"Failed to login to virsh console" error while composing a machine using pod on another node

Bug #1942390 reported by Zia Mulla
8
This bug affects 1 person
Affects Status Importance Assigned to Milestone
MAAS
Invalid
Undecided
Björn Tillenius

Bug Description

I have a MAAS 2.8 version installed on one of my nodes. Configured it with 2 KVM pods. One pod connects to virsh on the same node where MAAS is hosted. The second KVM pod is hosted on another node (server).
I have add the required SSH keys in MAAS and am able to add a pod but composing a machine fails. If I keep on retrying my attempts, at times it goes through. Not sure if there are any other settings missing.

When I checked the rackd logs, it shows this error:

2021-09-02 04:52:26 provisioningserver.rpc.pods: [critical] node2-pod: Failed to compose machine: RequestedMachine(hostname='subtle-tomcat', architecture='amd64/generic', cores=1, memory=2048, block_devices=[RequestedMachineBlockDevice(size=8000000000, tags=['default'])], interfaces=[RequestedMachineInterface(ifname=None, attach_name=None, attach_type=None, attach_options=None, requested_ips=[], ip_mode=None)], cpu_speed=None, known_host_interfaces=[KnownHostInterface(ifname='ens160', attach_type='macvlan', dhcp_enabled=False)])
 Traceback (most recent call last):
   File "/usr/lib/python3/dist-packages/twisted/internet/defer.py", line 500, in errback
     self._startRunCallbacks(fail)
   File "/usr/lib/python3/dist-packages/twisted/internet/defer.py", line 567, in _startRunCallbacks
     self._runCallbacks()
   File "/usr/lib/python3/dist-packages/twisted/internet/defer.py", line 653, in _runCallbacks
     current.result = callback(current.result, *args, **kw)
   File "/usr/lib/python3/dist-packages/twisted/internet/defer.py", line 1442, in gotResult
     _inlineCallbacks(r, g, deferred)
 --- <exception caught here> ---
   File "/usr/lib/python3/dist-packages/twisted/internet/defer.py", line 1384, in _inlineCallbacks
     result = result.throwExceptionIntoGenerator(g)
   File "/usr/lib/python3/dist-packages/twisted/python/failure.py", line 408, in throwExceptionIntoGenerator
     return g.throw(self.type, self.value, self.tb)
   File "/usr/lib/python3/dist-packages/provisioningserver/drivers/pod/virsh.py", line 1444, in compose
     conn = yield self.get_virsh_connection(context)
   File "/usr/lib/python3/dist-packages/twisted/internet/defer.py", line 1386, in _inlineCallbacks
     result = g.send(result)
   File "/usr/lib/python3/dist-packages/provisioningserver/drivers/pod/virsh.py", line 1399, in get_virsh_connection
     raise VirshError("Failed to login to virsh console.")
 provisioningserver.drivers.pod.virsh.VirshError: Failed to login to virsh console.

MAAS Version: 2.8
Ubuntu version: 18.04
virsh version: 4.0.0

I have a bridge interface (br0) added and attached to the virsh as a network.
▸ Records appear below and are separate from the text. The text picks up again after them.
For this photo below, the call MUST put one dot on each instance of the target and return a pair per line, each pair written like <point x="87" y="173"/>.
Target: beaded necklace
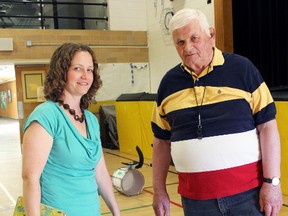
<point x="72" y="112"/>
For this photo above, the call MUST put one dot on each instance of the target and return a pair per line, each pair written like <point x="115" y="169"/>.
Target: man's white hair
<point x="187" y="15"/>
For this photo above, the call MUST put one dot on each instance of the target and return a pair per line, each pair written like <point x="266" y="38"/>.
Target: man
<point x="215" y="115"/>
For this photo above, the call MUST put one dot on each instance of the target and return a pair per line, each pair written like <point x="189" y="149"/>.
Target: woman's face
<point x="80" y="74"/>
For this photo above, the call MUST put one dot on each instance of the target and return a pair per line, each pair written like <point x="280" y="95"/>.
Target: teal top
<point x="68" y="179"/>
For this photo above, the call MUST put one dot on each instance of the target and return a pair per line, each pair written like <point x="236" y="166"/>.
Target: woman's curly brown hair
<point x="59" y="65"/>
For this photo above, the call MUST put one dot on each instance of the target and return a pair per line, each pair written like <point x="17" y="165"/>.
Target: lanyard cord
<point x="199" y="106"/>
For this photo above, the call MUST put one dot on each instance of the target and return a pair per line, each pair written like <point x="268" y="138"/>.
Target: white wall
<point x="127" y="15"/>
<point x="162" y="53"/>
<point x="123" y="78"/>
<point x="142" y="15"/>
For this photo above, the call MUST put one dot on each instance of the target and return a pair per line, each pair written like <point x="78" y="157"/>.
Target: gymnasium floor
<point x="140" y="205"/>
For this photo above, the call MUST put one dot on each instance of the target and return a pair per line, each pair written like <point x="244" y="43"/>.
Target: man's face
<point x="194" y="46"/>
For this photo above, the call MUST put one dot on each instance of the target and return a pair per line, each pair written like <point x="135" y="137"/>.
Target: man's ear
<point x="212" y="32"/>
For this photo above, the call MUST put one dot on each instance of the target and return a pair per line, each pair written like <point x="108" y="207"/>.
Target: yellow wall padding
<point x="282" y="121"/>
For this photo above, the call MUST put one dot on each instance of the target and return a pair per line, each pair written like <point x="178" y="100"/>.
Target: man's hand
<point x="270" y="199"/>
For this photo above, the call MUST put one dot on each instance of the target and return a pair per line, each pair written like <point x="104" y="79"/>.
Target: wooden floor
<point x="140" y="205"/>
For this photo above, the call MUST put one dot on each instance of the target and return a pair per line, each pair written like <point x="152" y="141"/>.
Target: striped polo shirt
<point x="231" y="99"/>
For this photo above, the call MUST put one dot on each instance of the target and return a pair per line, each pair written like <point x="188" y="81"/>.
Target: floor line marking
<point x="7" y="193"/>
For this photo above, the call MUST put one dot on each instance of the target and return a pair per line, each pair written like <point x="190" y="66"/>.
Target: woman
<point x="63" y="163"/>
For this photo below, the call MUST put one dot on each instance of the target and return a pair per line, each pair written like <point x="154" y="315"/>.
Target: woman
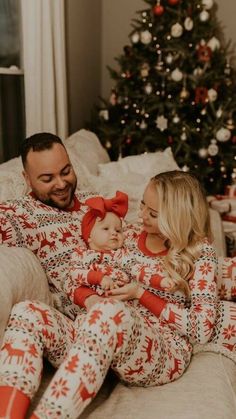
<point x="148" y="342"/>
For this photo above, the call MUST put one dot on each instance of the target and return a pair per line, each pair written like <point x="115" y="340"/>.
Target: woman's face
<point x="149" y="209"/>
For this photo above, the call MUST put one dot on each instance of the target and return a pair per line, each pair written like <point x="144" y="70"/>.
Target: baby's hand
<point x="167" y="283"/>
<point x="107" y="283"/>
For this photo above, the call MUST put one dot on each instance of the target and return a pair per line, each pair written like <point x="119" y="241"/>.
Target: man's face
<point x="107" y="233"/>
<point x="51" y="177"/>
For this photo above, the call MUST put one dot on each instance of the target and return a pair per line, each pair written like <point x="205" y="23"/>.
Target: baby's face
<point x="106" y="234"/>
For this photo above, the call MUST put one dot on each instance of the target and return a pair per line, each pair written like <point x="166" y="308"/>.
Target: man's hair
<point x="38" y="142"/>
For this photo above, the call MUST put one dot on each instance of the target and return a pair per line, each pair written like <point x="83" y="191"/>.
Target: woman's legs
<point x="33" y="329"/>
<point x="112" y="334"/>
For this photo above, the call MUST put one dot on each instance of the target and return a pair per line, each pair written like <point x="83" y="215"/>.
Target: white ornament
<point x="198" y="72"/>
<point x="169" y="58"/>
<point x="207" y="4"/>
<point x="214" y="43"/>
<point x="176" y="119"/>
<point x="176" y="30"/>
<point x="203" y="152"/>
<point x="213" y="148"/>
<point x="223" y="135"/>
<point x="177" y="75"/>
<point x="148" y="88"/>
<point x="212" y="95"/>
<point x="204" y="16"/>
<point x="135" y="37"/>
<point x="146" y="37"/>
<point x="104" y="114"/>
<point x="143" y="125"/>
<point x="162" y="123"/>
<point x="188" y="24"/>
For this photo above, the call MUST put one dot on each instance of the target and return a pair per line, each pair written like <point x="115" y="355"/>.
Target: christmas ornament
<point x="176" y="119"/>
<point x="135" y="37"/>
<point x="203" y="152"/>
<point x="201" y="94"/>
<point x="162" y="123"/>
<point x="184" y="94"/>
<point x="113" y="99"/>
<point x="169" y="58"/>
<point x="230" y="124"/>
<point x="108" y="144"/>
<point x="188" y="24"/>
<point x="176" y="30"/>
<point x="212" y="95"/>
<point x="104" y="114"/>
<point x="148" y="88"/>
<point x="183" y="136"/>
<point x="158" y="10"/>
<point x="207" y="4"/>
<point x="145" y="37"/>
<point x="214" y="43"/>
<point x="204" y="16"/>
<point x="173" y="2"/>
<point x="145" y="70"/>
<point x="204" y="53"/>
<point x="143" y="125"/>
<point x="177" y="75"/>
<point x="223" y="135"/>
<point x="213" y="148"/>
<point x="198" y="72"/>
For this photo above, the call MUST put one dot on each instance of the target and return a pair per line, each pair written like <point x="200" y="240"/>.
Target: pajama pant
<point x="112" y="334"/>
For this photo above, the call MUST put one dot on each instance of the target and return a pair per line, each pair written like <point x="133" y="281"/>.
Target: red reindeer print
<point x="13" y="353"/>
<point x="176" y="369"/>
<point x="130" y="371"/>
<point x="148" y="349"/>
<point x="117" y="319"/>
<point x="45" y="242"/>
<point x="232" y="311"/>
<point x="66" y="234"/>
<point x="72" y="364"/>
<point x="95" y="315"/>
<point x="6" y="234"/>
<point x="8" y="208"/>
<point x="43" y="313"/>
<point x="25" y="223"/>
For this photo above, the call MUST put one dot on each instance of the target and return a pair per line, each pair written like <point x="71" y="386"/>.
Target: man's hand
<point x="92" y="300"/>
<point x="127" y="292"/>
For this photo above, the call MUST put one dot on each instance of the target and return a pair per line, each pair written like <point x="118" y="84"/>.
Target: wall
<point x="116" y="26"/>
<point x="83" y="32"/>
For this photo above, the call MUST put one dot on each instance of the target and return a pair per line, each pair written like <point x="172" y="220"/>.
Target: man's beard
<point x="51" y="203"/>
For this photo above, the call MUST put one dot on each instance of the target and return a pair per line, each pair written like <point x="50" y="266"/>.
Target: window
<point x="12" y="115"/>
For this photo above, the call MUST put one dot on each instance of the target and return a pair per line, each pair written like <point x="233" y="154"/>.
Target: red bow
<point x="99" y="207"/>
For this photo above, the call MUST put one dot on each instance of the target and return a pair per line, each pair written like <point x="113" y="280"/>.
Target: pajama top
<point x="50" y="233"/>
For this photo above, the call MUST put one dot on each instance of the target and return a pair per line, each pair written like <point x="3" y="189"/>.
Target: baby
<point x="104" y="264"/>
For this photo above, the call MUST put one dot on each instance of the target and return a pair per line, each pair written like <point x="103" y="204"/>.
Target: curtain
<point x="44" y="63"/>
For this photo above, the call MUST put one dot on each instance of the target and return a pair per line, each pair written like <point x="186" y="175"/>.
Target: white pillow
<point x="147" y="164"/>
<point x="131" y="175"/>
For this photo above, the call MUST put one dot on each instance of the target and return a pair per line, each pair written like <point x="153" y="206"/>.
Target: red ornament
<point x="173" y="2"/>
<point x="158" y="10"/>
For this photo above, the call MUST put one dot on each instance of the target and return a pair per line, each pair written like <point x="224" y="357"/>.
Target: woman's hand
<point x="131" y="291"/>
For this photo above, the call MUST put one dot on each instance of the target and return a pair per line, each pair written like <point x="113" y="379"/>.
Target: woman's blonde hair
<point x="183" y="220"/>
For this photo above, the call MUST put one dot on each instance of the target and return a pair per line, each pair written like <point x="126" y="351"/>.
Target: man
<point x="47" y="220"/>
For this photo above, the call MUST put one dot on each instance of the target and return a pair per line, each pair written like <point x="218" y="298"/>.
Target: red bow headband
<point x="99" y="207"/>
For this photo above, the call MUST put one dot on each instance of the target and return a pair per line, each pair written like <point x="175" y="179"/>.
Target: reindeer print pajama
<point x="147" y="342"/>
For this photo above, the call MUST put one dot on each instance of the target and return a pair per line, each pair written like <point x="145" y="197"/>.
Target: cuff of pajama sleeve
<point x="81" y="294"/>
<point x="95" y="277"/>
<point x="152" y="302"/>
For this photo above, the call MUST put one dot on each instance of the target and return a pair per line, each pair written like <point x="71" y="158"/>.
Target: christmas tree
<point x="175" y="87"/>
Let me know if any other information is required.

Zia Mulla (zmulla)
description: updated
Revision history for this message
Christian Grabowski (cgrabowski) wrote :

Hi there, to make sure I understand, you have 2 host machines, 1 of those hosts is running MAAS and both hosts are running virsh? And the host running MAAS and virsh can connect but MAAS cannot connect to the remote host?

Are there multiple routes between the two host machines? And is it possible there are firewall rules for one or more of those routes but not all?

Changed in maas:
status: New → Incomplete
Revision history for this message
Zia Mulla (zmulla) wrote (last edit ):

I do have multiple routes. On is for the interface connecting to the internet and the other is created as part of addition of a bridge interface for the KVMs. The route table looks like this:
ubuntu@charm-57:~$ route -n
Kernel IP routing table
Destination Gateway Genmask Flags Metric Ref Use Iface
0.0.0.0 10.9.158.1 0.0.0.0 UG 100 0 0 ens160
0.0.0.0 10.21.81.254 0.0.0.0 UG 425 0 0 br0
10.9.158.0 0.0.0.0 255.255.255.0 U 100 0 0 ens160
10.21.81.0 0.0.0.0 255.255.255.0 U 425 0 0 br0

Not sure if this could be the cause of the problem. The bridge configurations seem to be inline to what MAAS documentation talks about.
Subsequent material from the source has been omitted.